Memahami berbagai jenis trauma yang bisa muncul akibat kekerasan seksual adalah langkah penting untuk memberikan dukungan yang tepat. Berikut ini adalah beberapa jenis trauma yang umum terjadi dan patut diwaspadai:
Sindrom Trauma Pemerkosaan atau Rape Trauma Syndrome (RTS) yang merupakan respon alami seseorang terhadap trauma akibat pemerkosaan. Beberapa gejala yang sering dialami oleh penderita seperti mudah terkejut, merasa takut, dan cemas.
Gangguan fisik juga dapat muncul seperti sulit tidur, mual, sakit kepala, dan muntah. Bahkan, banyak korban pemerkosaan yang mengalami Hypoactive Sexual Desire Disorder, yaitu gangguan menurunnya hasrat seksual atau keengganan untuk melakukan hubungan seksual.
Post-Traumatic Stress Disorder adalah gangguan mental yang dapat terjadi setelah seseorang mengalami atau menyaksikan peristiwa traumatis. Kondisi ini ditandai dengan perasaan takut, marah, bersalah, cemas, hingga kesedihan yang berlebihan. Trauma ini membuat penderitanya merasa terus-menerus dalam bahaya dan selalu waspada terhadap segala sesuatu, meskipun sebenarnya kemungkinan terjadinya ancaman tersebut sangat kecil.
Selain itu, PTSD dapat menyebabkan masalah kesehatan lainnya seperti gangguan makan, gangguan kecemasan umum, gangguan obsesif-kompulsif, dan penyalahgunaan zat. Trauma ini memiliki risiko yang cukup tinggi dan tidak mengenal usia berapapun. Serta dapat terjadi pada seseorang yang pernah mengalami kekerasan seksual.
Kekerasan seksual juga dapat mempengaruhi perilaku seseorang, salah satu yang terburuk adalah perilaku seksual yang tidak sehat. Bahkan penderita dapat melukai diri sendiri dan mengonsumsi obat-obatan.

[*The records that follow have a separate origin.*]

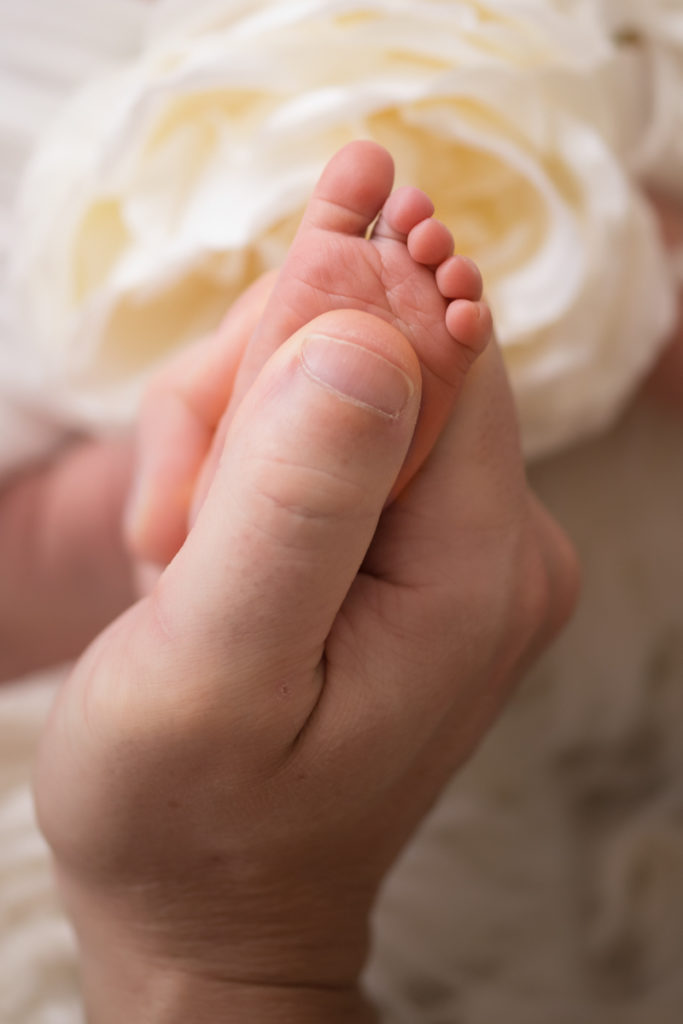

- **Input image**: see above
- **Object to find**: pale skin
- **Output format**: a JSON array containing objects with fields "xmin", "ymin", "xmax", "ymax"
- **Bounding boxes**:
[
  {"xmin": 0, "ymin": 138, "xmax": 679, "ymax": 1024},
  {"xmin": 29, "ymin": 147, "xmax": 577, "ymax": 1024}
]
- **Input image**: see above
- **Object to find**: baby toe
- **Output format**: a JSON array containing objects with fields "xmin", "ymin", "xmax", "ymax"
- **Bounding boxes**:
[
  {"xmin": 373, "ymin": 185, "xmax": 434, "ymax": 242},
  {"xmin": 435, "ymin": 256, "xmax": 483, "ymax": 302},
  {"xmin": 408, "ymin": 217, "xmax": 454, "ymax": 266},
  {"xmin": 445, "ymin": 299, "xmax": 494, "ymax": 353}
]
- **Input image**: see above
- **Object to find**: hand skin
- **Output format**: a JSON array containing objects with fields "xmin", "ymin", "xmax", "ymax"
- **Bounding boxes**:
[
  {"xmin": 35, "ymin": 310, "xmax": 578, "ymax": 1024},
  {"xmin": 0, "ymin": 439, "xmax": 134, "ymax": 681}
]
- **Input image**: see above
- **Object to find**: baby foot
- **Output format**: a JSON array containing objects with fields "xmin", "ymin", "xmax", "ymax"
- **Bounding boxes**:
[{"xmin": 233, "ymin": 141, "xmax": 492, "ymax": 494}]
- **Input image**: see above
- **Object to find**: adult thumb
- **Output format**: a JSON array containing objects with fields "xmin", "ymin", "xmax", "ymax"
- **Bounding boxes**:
[{"xmin": 154, "ymin": 310, "xmax": 421, "ymax": 696}]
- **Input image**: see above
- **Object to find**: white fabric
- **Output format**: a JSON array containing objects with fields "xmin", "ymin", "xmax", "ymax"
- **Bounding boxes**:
[{"xmin": 0, "ymin": 0, "xmax": 148, "ymax": 477}]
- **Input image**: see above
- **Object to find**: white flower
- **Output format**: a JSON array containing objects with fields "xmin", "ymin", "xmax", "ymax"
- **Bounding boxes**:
[
  {"xmin": 10, "ymin": 0, "xmax": 673, "ymax": 455},
  {"xmin": 581, "ymin": 0, "xmax": 683, "ymax": 200}
]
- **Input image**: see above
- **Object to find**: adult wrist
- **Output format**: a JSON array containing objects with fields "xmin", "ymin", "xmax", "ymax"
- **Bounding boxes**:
[{"xmin": 56, "ymin": 868, "xmax": 377, "ymax": 1024}]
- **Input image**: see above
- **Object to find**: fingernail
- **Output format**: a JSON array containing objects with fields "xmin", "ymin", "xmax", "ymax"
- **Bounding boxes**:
[{"xmin": 301, "ymin": 334, "xmax": 415, "ymax": 419}]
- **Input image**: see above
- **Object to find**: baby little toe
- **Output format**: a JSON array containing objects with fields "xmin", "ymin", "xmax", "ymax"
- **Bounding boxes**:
[
  {"xmin": 445, "ymin": 299, "xmax": 494, "ymax": 354},
  {"xmin": 408, "ymin": 217, "xmax": 454, "ymax": 267}
]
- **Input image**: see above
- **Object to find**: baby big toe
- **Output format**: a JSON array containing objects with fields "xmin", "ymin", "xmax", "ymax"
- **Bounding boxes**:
[{"xmin": 301, "ymin": 140, "xmax": 393, "ymax": 237}]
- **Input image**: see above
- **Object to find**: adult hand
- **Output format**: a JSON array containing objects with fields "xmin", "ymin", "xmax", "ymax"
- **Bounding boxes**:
[{"xmin": 36, "ymin": 310, "xmax": 577, "ymax": 1024}]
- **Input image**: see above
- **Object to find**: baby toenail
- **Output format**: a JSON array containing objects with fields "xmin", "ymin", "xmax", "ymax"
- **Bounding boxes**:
[{"xmin": 301, "ymin": 334, "xmax": 415, "ymax": 419}]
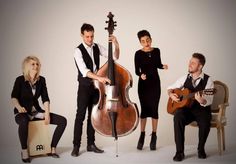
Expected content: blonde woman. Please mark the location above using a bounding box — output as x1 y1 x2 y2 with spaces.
11 56 67 163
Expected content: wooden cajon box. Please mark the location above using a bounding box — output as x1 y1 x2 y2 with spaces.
28 120 51 156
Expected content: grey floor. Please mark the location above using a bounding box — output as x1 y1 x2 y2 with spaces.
0 145 236 164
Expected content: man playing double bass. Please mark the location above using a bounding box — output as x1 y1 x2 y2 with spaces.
168 53 214 161
71 23 120 157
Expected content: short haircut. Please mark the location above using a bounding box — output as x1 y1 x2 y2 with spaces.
137 30 151 41
22 55 41 81
192 53 206 66
81 23 94 34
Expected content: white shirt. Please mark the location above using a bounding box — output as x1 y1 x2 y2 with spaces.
167 72 214 107
74 42 116 77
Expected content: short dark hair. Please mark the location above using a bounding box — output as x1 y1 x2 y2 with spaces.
81 23 94 34
137 30 151 41
192 53 206 66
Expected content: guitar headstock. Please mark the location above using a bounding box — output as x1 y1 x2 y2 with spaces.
105 12 117 35
203 88 216 95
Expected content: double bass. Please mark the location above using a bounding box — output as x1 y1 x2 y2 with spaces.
91 12 139 140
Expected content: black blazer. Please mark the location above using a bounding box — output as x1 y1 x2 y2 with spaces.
11 75 50 114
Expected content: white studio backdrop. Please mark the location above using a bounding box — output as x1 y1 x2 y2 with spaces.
0 0 236 149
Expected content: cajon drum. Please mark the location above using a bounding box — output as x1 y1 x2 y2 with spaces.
28 120 51 156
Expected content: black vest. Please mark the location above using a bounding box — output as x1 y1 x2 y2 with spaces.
75 43 100 86
184 74 210 108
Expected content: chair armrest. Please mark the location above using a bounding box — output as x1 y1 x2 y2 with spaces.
217 103 229 123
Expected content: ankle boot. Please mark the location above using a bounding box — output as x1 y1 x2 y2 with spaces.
150 132 157 150
137 132 145 150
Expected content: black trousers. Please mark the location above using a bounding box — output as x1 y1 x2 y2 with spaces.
15 113 67 149
73 85 95 147
174 107 212 153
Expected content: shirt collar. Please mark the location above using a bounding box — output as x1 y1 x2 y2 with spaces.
82 42 94 49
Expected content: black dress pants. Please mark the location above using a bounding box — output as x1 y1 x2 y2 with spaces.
174 107 211 153
73 85 95 147
15 113 67 149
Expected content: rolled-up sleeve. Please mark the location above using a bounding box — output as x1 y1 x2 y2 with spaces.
40 77 50 103
74 48 90 77
201 77 214 107
11 78 20 99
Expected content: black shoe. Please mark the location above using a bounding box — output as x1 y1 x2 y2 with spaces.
71 146 79 157
52 153 60 158
150 132 157 150
198 150 206 159
137 132 145 150
87 144 104 153
173 152 184 161
21 153 31 163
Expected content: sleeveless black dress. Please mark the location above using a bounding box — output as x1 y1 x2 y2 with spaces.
134 48 163 119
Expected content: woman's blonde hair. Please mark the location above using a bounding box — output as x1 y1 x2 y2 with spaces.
22 55 41 81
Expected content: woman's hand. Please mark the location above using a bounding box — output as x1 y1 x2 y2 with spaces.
18 107 27 113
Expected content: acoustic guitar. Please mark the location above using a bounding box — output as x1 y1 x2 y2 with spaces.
167 88 216 114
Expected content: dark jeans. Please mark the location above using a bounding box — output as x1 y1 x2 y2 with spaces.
73 85 96 147
15 113 67 149
174 107 211 153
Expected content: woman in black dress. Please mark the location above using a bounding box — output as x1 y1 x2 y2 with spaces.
11 56 67 163
134 30 168 150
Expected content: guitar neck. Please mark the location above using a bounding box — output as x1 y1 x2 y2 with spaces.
183 89 205 99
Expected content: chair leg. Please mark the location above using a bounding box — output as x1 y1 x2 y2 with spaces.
217 128 222 155
222 127 225 151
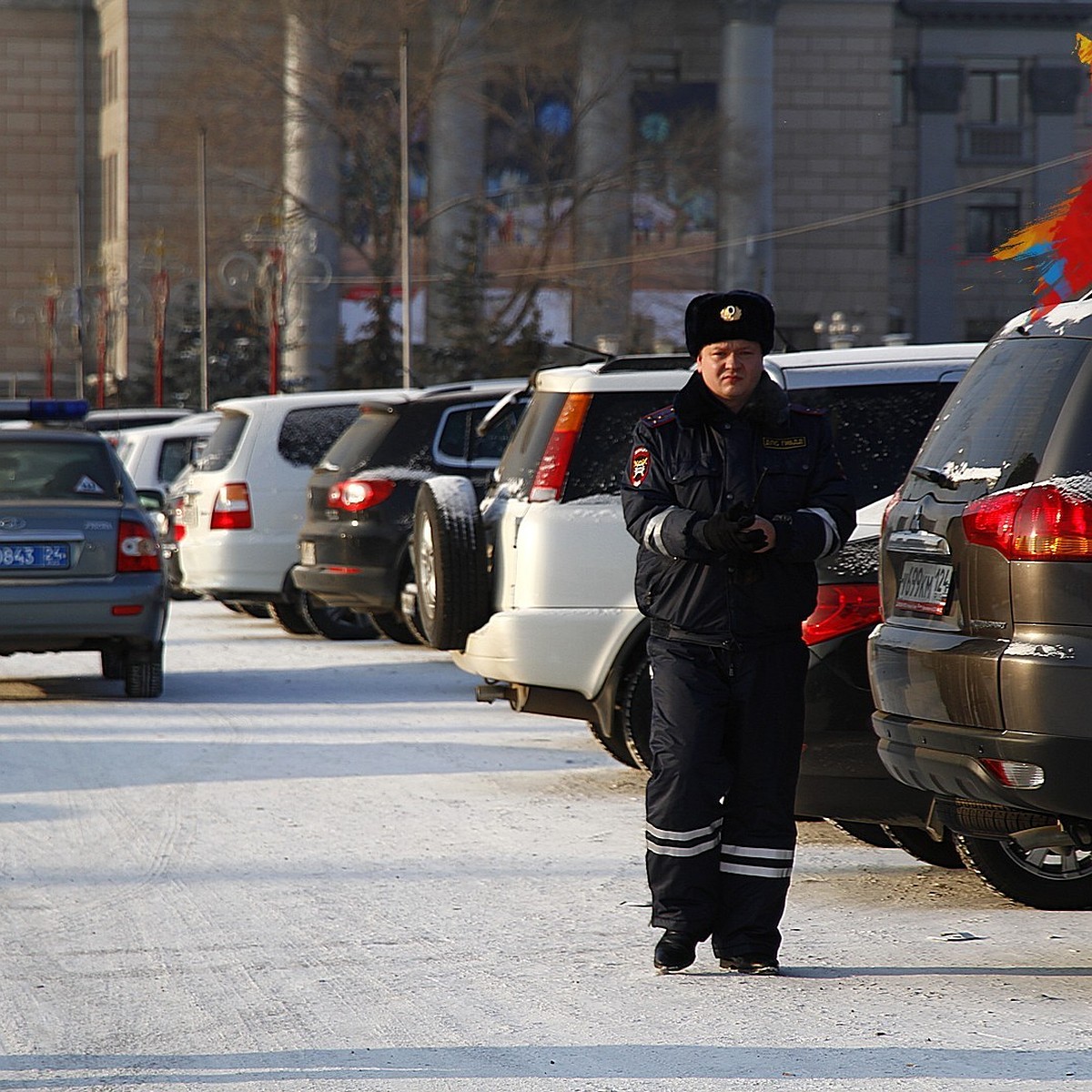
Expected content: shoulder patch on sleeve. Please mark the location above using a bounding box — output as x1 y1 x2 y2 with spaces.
629 444 652 487
641 406 675 428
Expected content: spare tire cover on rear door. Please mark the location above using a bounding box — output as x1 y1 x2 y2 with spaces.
413 475 491 649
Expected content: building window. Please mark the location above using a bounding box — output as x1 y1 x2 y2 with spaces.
103 153 118 239
891 56 910 126
966 190 1020 255
888 186 906 255
966 64 1021 126
103 49 118 106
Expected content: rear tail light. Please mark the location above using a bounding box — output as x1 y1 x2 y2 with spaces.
116 520 159 572
803 584 880 645
978 758 1046 788
963 485 1092 561
327 479 394 512
209 481 253 531
529 394 592 500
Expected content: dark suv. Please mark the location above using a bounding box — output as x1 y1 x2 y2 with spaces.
291 379 526 644
869 301 1092 910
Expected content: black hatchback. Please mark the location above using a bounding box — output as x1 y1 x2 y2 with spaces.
291 378 526 644
869 300 1092 910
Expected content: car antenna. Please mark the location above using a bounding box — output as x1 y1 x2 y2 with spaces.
561 340 618 360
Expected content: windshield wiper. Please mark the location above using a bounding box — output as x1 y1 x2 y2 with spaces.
910 466 959 490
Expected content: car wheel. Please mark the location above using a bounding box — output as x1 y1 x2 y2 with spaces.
100 649 126 679
126 645 163 698
826 819 896 850
620 653 652 770
884 824 963 868
414 476 490 649
300 594 379 641
956 834 1092 910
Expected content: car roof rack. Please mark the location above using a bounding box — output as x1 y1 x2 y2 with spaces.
589 353 693 376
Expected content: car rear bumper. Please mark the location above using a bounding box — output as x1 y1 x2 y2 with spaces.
291 554 400 613
0 577 168 655
452 606 641 699
873 712 1092 818
178 531 298 600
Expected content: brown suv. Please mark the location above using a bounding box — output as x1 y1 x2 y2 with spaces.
869 300 1092 910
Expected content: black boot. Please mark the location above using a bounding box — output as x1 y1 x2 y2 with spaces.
652 929 698 974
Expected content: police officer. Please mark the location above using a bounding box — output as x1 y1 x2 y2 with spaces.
622 290 855 974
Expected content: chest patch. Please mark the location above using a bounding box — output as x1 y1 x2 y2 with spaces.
629 447 652 486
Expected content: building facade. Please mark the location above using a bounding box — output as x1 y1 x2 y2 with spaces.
0 0 1092 404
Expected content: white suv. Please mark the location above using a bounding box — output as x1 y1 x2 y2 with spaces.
171 389 395 635
414 344 982 843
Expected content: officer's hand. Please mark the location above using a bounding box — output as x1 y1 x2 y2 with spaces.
701 512 772 553
748 515 777 553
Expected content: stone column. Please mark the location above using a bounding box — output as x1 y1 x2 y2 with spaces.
426 0 488 349
711 0 779 295
280 9 340 389
571 0 632 349
911 65 965 345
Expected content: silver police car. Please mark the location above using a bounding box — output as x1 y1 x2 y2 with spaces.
0 399 168 698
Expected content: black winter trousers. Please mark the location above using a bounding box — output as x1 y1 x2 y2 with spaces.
645 637 808 957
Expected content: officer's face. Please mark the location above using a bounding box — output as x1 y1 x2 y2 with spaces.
698 340 763 410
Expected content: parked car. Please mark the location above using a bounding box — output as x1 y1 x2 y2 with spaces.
116 413 219 599
0 399 168 698
291 379 526 644
171 389 405 638
869 299 1092 910
415 344 981 854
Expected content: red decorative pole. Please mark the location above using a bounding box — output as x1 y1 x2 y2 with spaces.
95 285 110 410
152 266 170 406
268 242 286 394
45 271 60 399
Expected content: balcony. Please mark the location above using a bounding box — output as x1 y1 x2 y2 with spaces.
960 126 1033 163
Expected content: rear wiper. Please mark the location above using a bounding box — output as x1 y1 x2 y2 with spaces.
910 466 959 490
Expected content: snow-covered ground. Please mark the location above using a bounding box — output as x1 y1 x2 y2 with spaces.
0 602 1092 1092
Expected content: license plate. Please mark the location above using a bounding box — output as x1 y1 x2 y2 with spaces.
0 542 71 569
895 561 952 616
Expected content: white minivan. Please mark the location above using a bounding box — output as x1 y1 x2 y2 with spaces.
171 389 397 637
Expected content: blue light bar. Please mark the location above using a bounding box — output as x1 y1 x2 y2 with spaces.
0 399 87 420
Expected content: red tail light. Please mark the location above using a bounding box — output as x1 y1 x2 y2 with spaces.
327 479 394 512
963 485 1092 561
116 520 159 572
529 394 592 500
209 481 255 531
803 584 880 644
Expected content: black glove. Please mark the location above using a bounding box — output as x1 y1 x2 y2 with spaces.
701 504 765 553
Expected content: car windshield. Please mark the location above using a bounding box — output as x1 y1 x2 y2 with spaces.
277 400 360 466
906 338 1090 500
318 404 399 470
0 435 120 501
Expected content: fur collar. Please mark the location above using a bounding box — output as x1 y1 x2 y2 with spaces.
675 371 788 428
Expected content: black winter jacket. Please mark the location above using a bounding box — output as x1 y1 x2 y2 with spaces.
622 372 856 645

Selain itu, perubahan perilaku ini juga bisa menyebabkan disosiasi. Disosiasi adalah bentuk pertahanan yang digunakan oleh otak untuk menghadapi trauma kekerasan seksual. Trauma ini seringkali muncul dalam bentuk amnesia parsial, berpindah-pindah tempat dan memiliki identitas baru, hingga terbentuknya kepribadian ganda.
Kondisi ini adalah jenis trauma yang dapat segera dikenali. Ditandai dengan cedera atau kerusakan tubuh yang terjadi sebagai akibat langsung dari tindakan kekerasan seksual. Jenis trauma ini bisa bervariasi, tergantung pada tingkat kekerasan dan kondisi individu yang mengalaminya.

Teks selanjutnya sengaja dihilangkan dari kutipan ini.